The posts are in response to a string of violent incidents in which Dalits in the west Indian state of Gujarat were allegedly attacked for sporting mustaches – traditionally only worn by upper caste Indian men.
As a form of protest in response to the attacks, Dalit men across India have changed their profile pictures on social media platforms such as Facebook, Twitter and WhatsApp to an image of a mustache with a crown and the words “Mr. Dalit” below it.
Others are posting selfies on Twitter proudly twirling their mustaches, using hashtags such as #MrDalit, #DalitWithMoustache, #RightToMoustache and #DalitLivesMatter.
One of the Dalit men who was beaten up in Gujarat was reportedly told by his attacker that he “cannot become a Rajput by just sporting a mustache.”
Rajputs (literally meaning “son of a king”) claim to be descendants of north Indian Hindu warrior classes.
Many of them sport elaborate handlebar mustaches, that are considered within the community to be a symbol of dignity, valor, masculinity and upper-caste status.
“The Manu Smriti (an ancient Hindu legal text) forbids lower castes from sporting mustaches, wearing colorful or good clothes,” says D. Shyam Babu, a senior fellow at Center for Policy Research.
In Hinduism’s caste system, Dalits are traditionally at the bottom rung.
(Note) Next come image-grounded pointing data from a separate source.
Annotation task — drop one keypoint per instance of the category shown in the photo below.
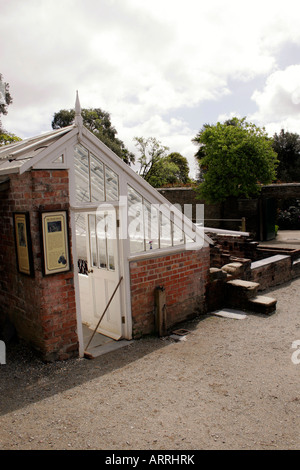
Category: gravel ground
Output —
(231, 384)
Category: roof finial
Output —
(78, 117)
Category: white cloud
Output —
(279, 102)
(140, 61)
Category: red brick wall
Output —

Members of the higher caste sometimes consider them impure, and they aren’t allowed to enter the homes or temples of the upper-caste community or share utensils with them.
This practice, despite being unconstitutional, is still practiced in India, and Dalits continue to struggle with instances of discrimination, exclusion and violence.
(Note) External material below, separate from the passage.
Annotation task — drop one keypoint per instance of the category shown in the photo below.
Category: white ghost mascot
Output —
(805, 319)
Satish Misra, a senior fellow at Observer Research Foundation, says that attacks on Dalits have been on the rise since the current Bhartiya Janta Party-led government came to power in 2014.
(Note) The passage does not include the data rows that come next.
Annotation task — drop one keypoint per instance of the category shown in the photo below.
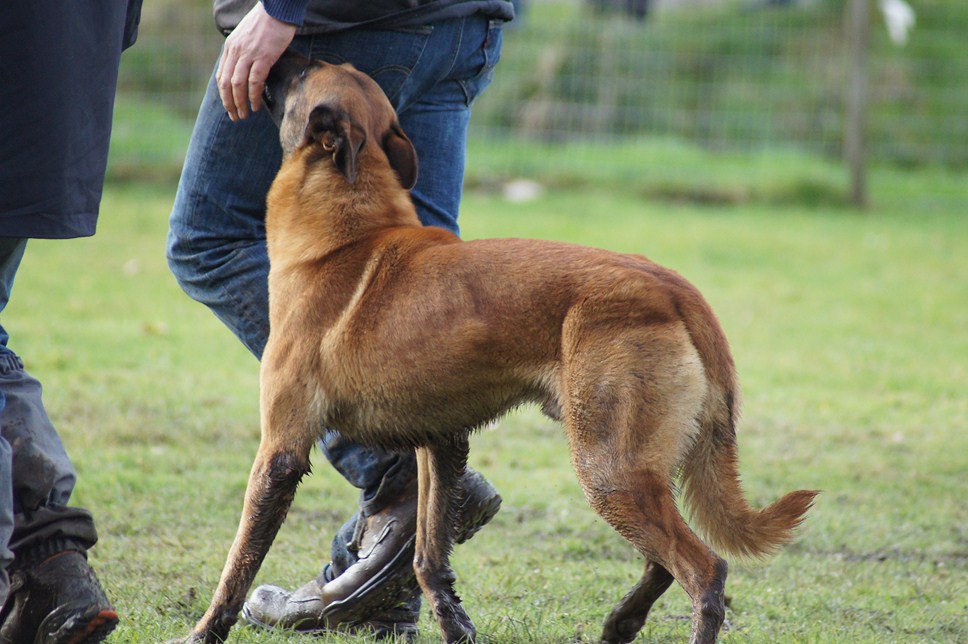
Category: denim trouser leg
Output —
(36, 476)
(216, 243)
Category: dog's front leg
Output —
(439, 468)
(272, 486)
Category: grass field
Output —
(850, 333)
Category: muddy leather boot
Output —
(379, 591)
(59, 601)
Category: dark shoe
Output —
(382, 578)
(57, 602)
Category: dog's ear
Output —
(402, 155)
(333, 130)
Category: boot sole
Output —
(83, 630)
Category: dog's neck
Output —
(313, 210)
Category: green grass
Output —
(850, 333)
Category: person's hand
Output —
(249, 52)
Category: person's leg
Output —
(52, 586)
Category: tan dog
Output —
(407, 337)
“Majority of political parties are led and controlled by upper caste individuals. These leaders pay only a lip service to the constitutional principles while in their day to day behaviour they are anti-Dalits and can’t accept Dalit assertion. Police or other law enforcement agencies are covertly asked to look the other way and upper caste criminals are given a free hand,” says Misra.
“The oppressive feudal set-up in many parts of the country creates conditions of impunity. Those perpetrating violence on Dalits use any excuse to assert their dominance,” says Babu.
Empowerment, or is there?
Decades of economic growth and rise of technology have led to Dalit empowerment, however, and Dalit political leaders and entrepreneurs are prominent today. In July, Ram Nath Kovind, a member of the Dalit community, was elected India’s 14th president.
But despite considerable advancement, there is still a long way to go.
“Much work is left to be done in field of quality education and public health. There is an urgent need to spread more awareness among upper-caste children and youth that Dalits needs to be seen and treated as equals,” says Misra.
According to Babu, the advancement of Dalits “stands nullified as long as they are treated as sub-human by the society around them while the government agencies prefer to remain hapless spectators.”